The sources added that they would likely be awarded to U.S. and U.S.-allied firms, in line with the US$10 billion+ that ADNOC secured from a consortium of international investors by selling a 49 per cent stake in its gas pipelines. The five blocks comprise Offshore Block 3, Offshore Block 4, Offshore Block 5, Onshore Block 5 and Onshore Block 2 (which has two separate licensing awards available, one for conventional, the other for unconventional).
As it transpired last week, ADNOC did precisely as predicted, awarding ENI and PTTEP an exploration concession to look for oil and gas in Offshore Block 3. ENI and PTTEP will hold 100 per cent of the exploration phase with investments up to AED1.51 billion (US$412 million), which include exploration and appraisal drilling, and a participation fee to explore for and appraise oil and gas opportunities. ENI will be the operator in the exploration phase for the block that spans an 11,660 sq km area while ADNOC retains the option to hold a 60 per cent stake in the production phase of the 35-year concession, which starts with the commencement of the exploration phase.
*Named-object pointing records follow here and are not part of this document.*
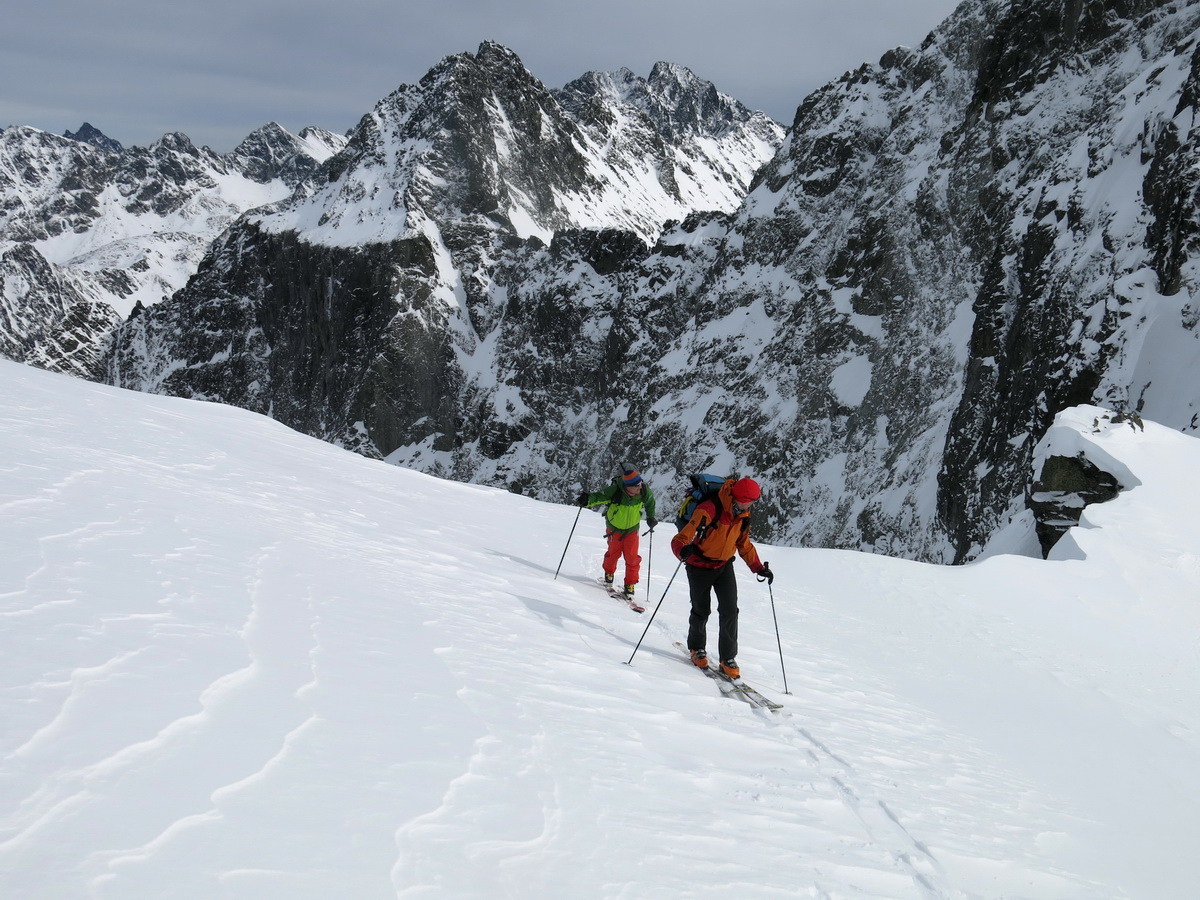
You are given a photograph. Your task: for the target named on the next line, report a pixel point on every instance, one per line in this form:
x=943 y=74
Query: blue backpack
x=703 y=487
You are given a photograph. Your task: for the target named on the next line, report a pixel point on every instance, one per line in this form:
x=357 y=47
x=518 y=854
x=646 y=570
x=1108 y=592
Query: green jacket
x=624 y=513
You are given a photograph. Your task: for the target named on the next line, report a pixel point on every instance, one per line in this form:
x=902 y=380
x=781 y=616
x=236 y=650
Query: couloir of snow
x=240 y=663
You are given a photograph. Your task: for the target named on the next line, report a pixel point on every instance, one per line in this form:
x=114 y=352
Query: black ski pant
x=702 y=583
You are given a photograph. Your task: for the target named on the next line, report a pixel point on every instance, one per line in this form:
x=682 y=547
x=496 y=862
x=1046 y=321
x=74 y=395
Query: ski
x=613 y=592
x=732 y=685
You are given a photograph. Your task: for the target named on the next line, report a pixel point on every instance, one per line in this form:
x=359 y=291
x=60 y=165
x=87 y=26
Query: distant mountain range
x=877 y=313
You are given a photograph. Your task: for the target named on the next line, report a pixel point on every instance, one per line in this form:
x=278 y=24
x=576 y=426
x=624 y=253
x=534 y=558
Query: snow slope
x=240 y=663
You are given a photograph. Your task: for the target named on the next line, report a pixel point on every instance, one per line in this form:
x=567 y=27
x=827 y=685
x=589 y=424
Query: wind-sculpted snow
x=241 y=663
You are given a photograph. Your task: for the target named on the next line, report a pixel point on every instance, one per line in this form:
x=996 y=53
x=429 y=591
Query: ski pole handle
x=568 y=544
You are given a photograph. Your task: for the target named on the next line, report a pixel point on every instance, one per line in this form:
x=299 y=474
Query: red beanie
x=747 y=490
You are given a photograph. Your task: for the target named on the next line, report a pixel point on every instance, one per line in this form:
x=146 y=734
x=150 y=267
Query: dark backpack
x=703 y=487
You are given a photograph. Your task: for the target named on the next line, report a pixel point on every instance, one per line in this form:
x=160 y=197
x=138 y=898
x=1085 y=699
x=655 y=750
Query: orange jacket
x=719 y=535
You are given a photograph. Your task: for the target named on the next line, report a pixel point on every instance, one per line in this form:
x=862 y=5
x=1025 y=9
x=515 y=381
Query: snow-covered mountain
x=240 y=663
x=373 y=310
x=949 y=247
x=83 y=216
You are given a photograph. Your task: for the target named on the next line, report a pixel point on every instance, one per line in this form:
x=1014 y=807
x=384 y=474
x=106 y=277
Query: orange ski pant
x=623 y=545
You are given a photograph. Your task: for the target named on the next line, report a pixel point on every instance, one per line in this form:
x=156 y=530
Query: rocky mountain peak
x=90 y=135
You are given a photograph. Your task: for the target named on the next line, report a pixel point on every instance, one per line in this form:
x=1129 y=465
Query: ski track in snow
x=244 y=664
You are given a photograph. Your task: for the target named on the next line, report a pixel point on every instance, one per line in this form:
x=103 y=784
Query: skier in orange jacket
x=717 y=531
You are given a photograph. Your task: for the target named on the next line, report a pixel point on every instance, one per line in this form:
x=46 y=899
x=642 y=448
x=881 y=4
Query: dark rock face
x=325 y=345
x=48 y=319
x=106 y=227
x=89 y=133
x=948 y=249
x=1065 y=487
x=455 y=339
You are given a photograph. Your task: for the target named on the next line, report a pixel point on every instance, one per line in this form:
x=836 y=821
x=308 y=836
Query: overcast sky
x=220 y=69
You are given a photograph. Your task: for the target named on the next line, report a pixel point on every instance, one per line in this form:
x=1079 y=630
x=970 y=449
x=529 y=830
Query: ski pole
x=568 y=544
x=649 y=561
x=772 y=592
x=630 y=660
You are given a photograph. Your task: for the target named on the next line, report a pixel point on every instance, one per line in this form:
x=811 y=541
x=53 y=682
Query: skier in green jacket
x=627 y=497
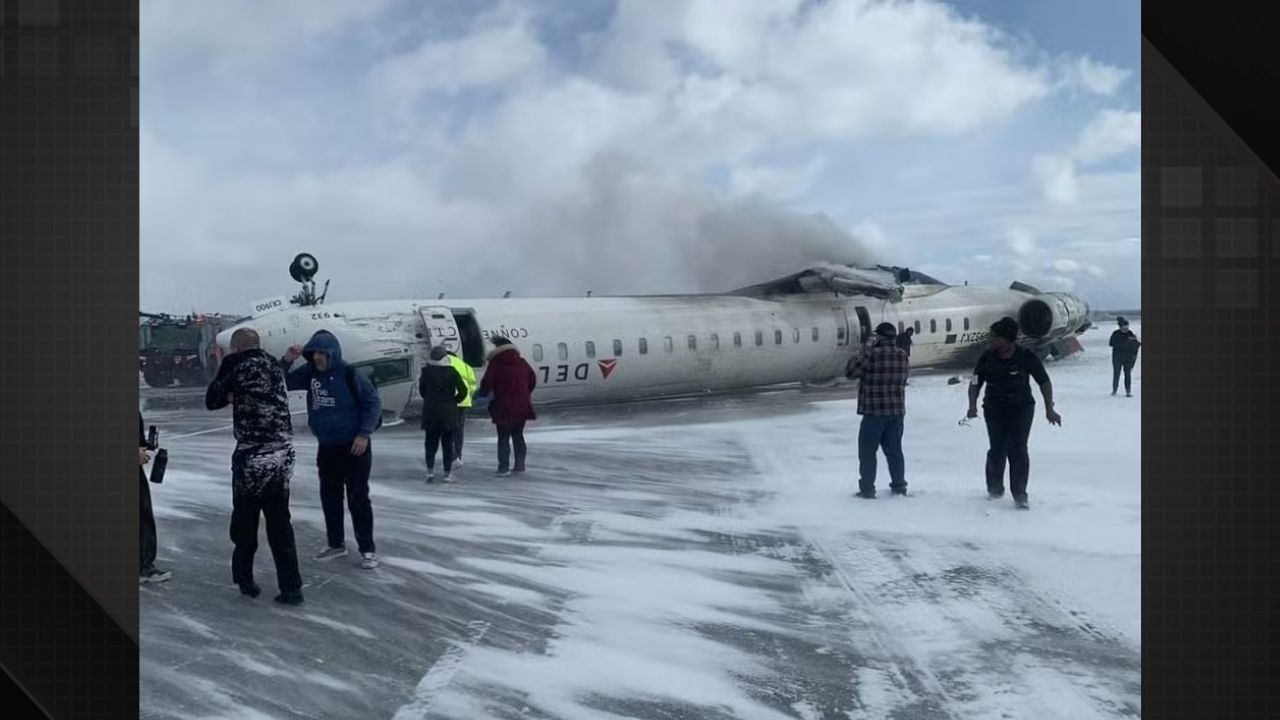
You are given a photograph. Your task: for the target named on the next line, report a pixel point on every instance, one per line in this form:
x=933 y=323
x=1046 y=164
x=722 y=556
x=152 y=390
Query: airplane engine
x=1052 y=315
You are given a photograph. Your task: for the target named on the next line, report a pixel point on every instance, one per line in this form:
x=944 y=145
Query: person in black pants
x=442 y=390
x=251 y=381
x=1124 y=356
x=1009 y=408
x=343 y=411
x=147 y=570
Future awards, OilPrice.com understands from the senior legal sources close to ADNOC, are likely to involve firms from India as well – probably the Bharat Petroleum Corp. and the Indian Oil Corp – as India is an absolutely vital geopolitical component of the U.S. push-back against China. India had demonstrated decisively in the 15 June 2020 clash between military units of the two great Asia powers in the disputed territory of the Himalayas’ Galwan Valley its willingness to change to a more confrontational approach than had been usual towards its neighbour as and when required. It marked a new ‘push back’ strategy from India against China’s policy of seeking to increase its economic and military alliances from Asia through the Middle East and into Southern Europe, in line with its multi-layered multi-generational ‘One Belt, One Road’ (OBOR) project, and is now a core part of the U.S. Asia-Pacific strategy to try to contain China.
As the U.S.’s new poster-boy oil company proxy in the Middle East, ADNOC has been busy cementing its ties with India. ADNOC’s al-Jaber announced recently that he looks forward to exploring partnerships with even more Indian companies across the energy giant’s hydrocarbon value chain, including expanding the commercial scale and scope of the Indian ‘Strategic Reserves Partnership’ (SPR).
Following the agreement of the UAE’s normalisation deal with Israel, India’s government approved a proposal that will allow ADNOC – currently the only overseas company allowed to hold and store India’s vitally-important SPR – to export oil from the reserves if there is no domestic demand for it, in the first instance from the Mangalore strategic storage facility (the other major SPR pool being at Padur). This decision marked a major shift in the policy of India in the handling of these vital energy reserves, with the country having previously completely banned all oil exports from the SPR storage facilities.